© St. Petersburg Times, published January 26, 2002
NEW PORT RICHEY -- The final eight minutes were like a brutal chess match. Ridgewood and Wesley Chapel exchanged the lead six times and tied six times in a wild and well-played fourth quarter. Every possession was challenged, and every second counted.
But the end came down not to a well-choreographed play from the bench, but to desire and talent.
Rams center Andrew Reed didn't want the game to go into overtime, and at 6 feet 5, with a 25-inch vertical leap, he had the power to make sure it didn't.
Reed's right-handed tipin at the buzzer gave Ridgewood a 59-57 Sunshine Athletic Conference win Friday night.
There was a scrum underneath the basket for the ball in the final 6.5 seconds after Nate Bradley's missed jumper. But Reed's eyes never left the ball as it bounced in midair, and he leaped over nine pairs of outstretched hands to sink the game-winner on his third attempted tipin.
"I was thinking I didn't want it to go into overtime, so I tried to do everything I could to get it back in," Reed said. "It was like time just stopped."

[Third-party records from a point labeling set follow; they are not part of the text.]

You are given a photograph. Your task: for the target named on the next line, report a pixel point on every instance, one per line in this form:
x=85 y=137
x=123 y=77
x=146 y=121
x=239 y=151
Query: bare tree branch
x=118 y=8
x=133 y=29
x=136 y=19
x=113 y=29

Also stopped, at least for now, is Wesley Chapel's march to the SAC championship. Ridgewood's (19-5, 11-2 in the SAC) win forces a three-way tie between Wesley Chapel (17-6, 11-2 in the SAC) and Gulf (19-3, 12-2). The Wildcats host the Rams in a Feb. 8 rematch at their place.
"The referee said to me (afterward) that was a very good game," Ridgewood coach Gary Anders said. "I would have to think that is the hardest played ballgame from beginning to end and that was the toughest last quarter we've been in."
Added Wesley Chapel coach Kent Mills: "Every possession was critical. It was probably the most intense eight minutes of the year, and we didn't handle that last four very well."
That's because the Wildcats blew a chance at a five-point lead with four minutes left with a turnover and then saw their three-point lead disappear.
Wesley Chapel jumped out to a 21-12 lead but was down 33-32 at the half. It was neck-and-neck from there as the teams chased each other to the finish line. The key was the Rams' ability to beat the Wildcats' swarming trap in the fourth quarter. "We just toughed it out," Anders said.
Wesley Chapel's Eric Sorensen led all scorers with 27 points, scoring 25 in the first half and dropping four 3-pointers. Mike Argerenon led Ridgewood with 15 points, nine in the second half.
Reed finished with 12, but his last two buckets, three blocks and school-record 21 rebounds are what proved to be the difference.